General characteristics
- Class & type: Avenger-class mine countermeasures ship
- Displacement: 1,367 tons (1,390 t)
- Length: 224 ft (68 m) overall
- Beam: 39 ft (12 m)
- Draft: 13 ft (4.0 m)
- Installed power: 3 x Isotta Franchini Co. diesel engines, 375 KW Each
- Propulsion: 4 × Isotta Franchini Co. diesel engines,; 2 × controllable pitch propellers,; 2 × rudders,; 2 × light-load electric motors;
- Speed: 14 knots (26 km/h; 16 mph)
- Boats & landing craft carried: 2 RHIB
- Capacity: 81
- Complement: 6 officers, 75 enlisted
- Sensors & processing systems: MCM suite:; AN/SLQ-48 Mine Neutralization System,; AN/SQL-37(V)3 Magnetic/Acoustic Influence Minesweeping Gear,; Oropesa type 0 size 1 Mechanical Sweep Equipment,; MDG 1701 Marconi Magnetometer Degaussing System; Electronics:; AN/SSN-2 Precise Integrated Navigation System (PINS),; AN/SQQ-32 Mine Hunting Sonar,; AN/SPS-55 Surface Radar,; AN/WSN-7 Gyro Compass;
- Armament: 2 × M2HB .50-cal machine guns,; 2 × M60 7.62 mm machine guns,; 2 × Mk 19 grenade launchers;

= USS Sentry (MCM-3) =

1986 Avenger-class mine countermeasures ship

USS Sentry (MCM-3), an mine countermeasures ship, is the second U.S. Navy ship of that name. Sentry was laid down on 8 October 1984 by Peterson Builders in Sturgeon Bay, Wisconsin; launched on 20 September 1986 and commissioned on 2 September 1989.

In 1993, Sentry made a 6-month cruise to Europe, joining the Standing Naval Force Channel and participating in exercise Blue Harrier, in the Baltic Sea. The ship visited Key West, Norfolk, Bermuda, Azores, Oostende, Kiel, Aarhus, Brest, St Malo, La Rochelle, Vigo, Cadiz, Porto, Lisbon, and Gibraltar during this deployment.
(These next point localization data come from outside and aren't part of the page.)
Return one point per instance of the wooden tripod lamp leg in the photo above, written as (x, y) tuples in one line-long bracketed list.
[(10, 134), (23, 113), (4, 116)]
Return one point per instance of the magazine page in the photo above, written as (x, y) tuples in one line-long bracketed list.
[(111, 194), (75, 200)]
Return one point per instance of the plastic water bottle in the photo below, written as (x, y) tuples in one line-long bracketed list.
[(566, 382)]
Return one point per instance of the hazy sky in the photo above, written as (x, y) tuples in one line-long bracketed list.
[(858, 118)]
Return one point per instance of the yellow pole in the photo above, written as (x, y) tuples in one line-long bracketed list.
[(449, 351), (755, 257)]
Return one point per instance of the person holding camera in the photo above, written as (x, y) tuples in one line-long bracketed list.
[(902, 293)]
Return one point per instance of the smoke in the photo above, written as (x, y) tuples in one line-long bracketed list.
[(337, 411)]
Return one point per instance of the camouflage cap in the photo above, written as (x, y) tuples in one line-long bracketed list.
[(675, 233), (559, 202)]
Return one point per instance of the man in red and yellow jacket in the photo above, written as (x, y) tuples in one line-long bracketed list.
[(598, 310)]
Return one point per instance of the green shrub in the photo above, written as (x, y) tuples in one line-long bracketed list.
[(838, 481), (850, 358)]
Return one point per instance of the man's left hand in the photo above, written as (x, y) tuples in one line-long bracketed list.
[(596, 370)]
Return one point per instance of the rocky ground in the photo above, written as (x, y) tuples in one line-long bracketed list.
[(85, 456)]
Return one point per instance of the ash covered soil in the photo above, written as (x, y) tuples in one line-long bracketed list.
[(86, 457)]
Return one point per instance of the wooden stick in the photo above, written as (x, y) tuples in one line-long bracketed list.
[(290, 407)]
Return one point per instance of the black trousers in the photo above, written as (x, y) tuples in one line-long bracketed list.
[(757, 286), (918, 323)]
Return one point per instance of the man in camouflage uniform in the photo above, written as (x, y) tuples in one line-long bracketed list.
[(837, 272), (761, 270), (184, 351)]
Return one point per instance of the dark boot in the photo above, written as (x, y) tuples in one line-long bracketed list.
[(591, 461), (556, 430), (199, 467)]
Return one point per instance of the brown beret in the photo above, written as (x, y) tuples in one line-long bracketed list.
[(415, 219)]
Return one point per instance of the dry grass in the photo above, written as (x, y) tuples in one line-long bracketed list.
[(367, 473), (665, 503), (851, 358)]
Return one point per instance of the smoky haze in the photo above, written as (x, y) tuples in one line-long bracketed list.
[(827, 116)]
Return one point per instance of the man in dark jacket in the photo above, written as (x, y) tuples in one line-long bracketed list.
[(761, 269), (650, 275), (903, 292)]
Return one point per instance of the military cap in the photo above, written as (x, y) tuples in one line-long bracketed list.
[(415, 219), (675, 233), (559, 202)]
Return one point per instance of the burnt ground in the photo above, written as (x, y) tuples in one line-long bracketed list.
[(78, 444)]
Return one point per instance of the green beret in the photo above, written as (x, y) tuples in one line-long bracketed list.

In 2009, Sentry changed her homeport to Naval Base San Diego.

On 15 March 2012, the U.S. Navy announced USS Sentry would be one of four minesweepers moved to the Persian Gulf region. Sentry arrived at Bahrain in June 2012.

On September 24, 2025, Sentry was decommissioned.